Quant à l’amendement n° 189 rectifié, dont je comprends les intentions, qui sont positives, il tend en réalité à apporter une restriction qui ne me paraît pas utile. En effet, la loi relative au financement des partis politiques prévoit la possibilité de dons entre partis. Il ne serait donc pas cohérent que l’on ait, d’une part, cette possibilité, mais que, d’autre part, les prêts ne puissent être qu’à intérêt. C’est la raison pour laquelle cet amendement a lui aussi reçu un avis défavorable de notre part.

M. le président. Quel est l’avis du Gouvernement ?

Mme Jacqueline Gourault, ministre. Le Gouvernement partage l’avis de la commission.

Nous avons en effet encadré les prêts octroyés par des personnes physiques de manière assez stricte : ces prêts auront une durée maximale de cinq ans et seront plafonnés. En outre, ils seront communiqués à la Commission nationale des comptes de campagne et des financements politiques pour vérifier qu’il ne s’agit pas de dons déguisés.

L’avis du Gouvernement est également défavorable sur l’amendement n° 189 rectifié.

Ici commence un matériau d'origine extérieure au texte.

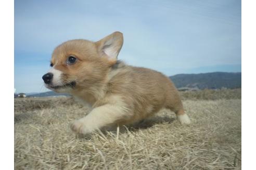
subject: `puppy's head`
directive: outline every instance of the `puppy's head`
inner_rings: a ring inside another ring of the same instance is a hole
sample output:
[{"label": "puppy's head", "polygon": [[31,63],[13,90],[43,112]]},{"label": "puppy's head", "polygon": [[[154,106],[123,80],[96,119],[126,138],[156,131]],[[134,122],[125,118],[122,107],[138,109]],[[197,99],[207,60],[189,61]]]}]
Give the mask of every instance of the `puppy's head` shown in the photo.
[{"label": "puppy's head", "polygon": [[45,86],[70,93],[100,85],[117,62],[123,41],[122,34],[116,32],[97,42],[75,39],[60,45],[53,53],[52,68],[42,77]]}]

Naturellement, les financements entre partis, notamment sous forme de dons ou de prêts, sont soumis aux obligations prévues par la loi du 11 mars 1988.

M. le président. Je mets aux voix l’amendement n° 117.

(L’amendement n’est pas adopté.)

M. le président. Je mets aux voix l’amendement n° 189 rectifié.

(L’amendement n’est pas adopté.)

M. le président. L’amendement n° 119 rectifié, présenté par MM. Leconte, Sueur, Marie, Vandierendonck et les membres du groupe socialiste et républicain, est ainsi libellé :

Après l’alinéa 16

Insérer un alinéa ainsi rédigé :

…) Au début du premier alinéa, il est inséré une phrase ainsi rédigée : « Une personne physique peut verser un don à un parti ou groupement politique si elle est de nationalité française ou si elle réside en France. » ;

La parole est à M. Jean-Yves Leconte.

M. Jean-Yves Leconte. Cet amendement a pour objet d’exclure du champ de financement de la vie politique française les personnes qui ne sont pas citoyennes françaises et celles pour lesquelles l’administration française n’a pas la capacité de s’assurer de l’origine des revenus qui leur permettent de financer un ou plusieurs partis politiques.

Cet amendement procède de la même logique que l’interdiction des dons faits par des personnes morales aux partis et groupements politiques, interdiction qui ne porte pas atteinte à la libre activité de ces derniers.

Il s’agit, en réalité, d’assurer une meilleure transparence des fonds qui peuvent parvenir aux partis. En effet, quand ils proviennent d’une personne physique qui n’est pas française ou ne réside pas en France, on ne sait pas du tout d’où vient l’argent : il y a donc là, pour ainsi dire, un trou dans la raquette  !

Afin d’assurer un parallélisme, les auteurs du présent amendement ont déposé un amendement similaire, concernant le financement des campagnes électorales, à l’article 9 du présent projet de loi.

M. le président. Quel est l’avis de la commission ?

M. Philippe Bas, rapporteur. La commission a émis un avis favorable sur cet amendement, et ce pour deux raisons.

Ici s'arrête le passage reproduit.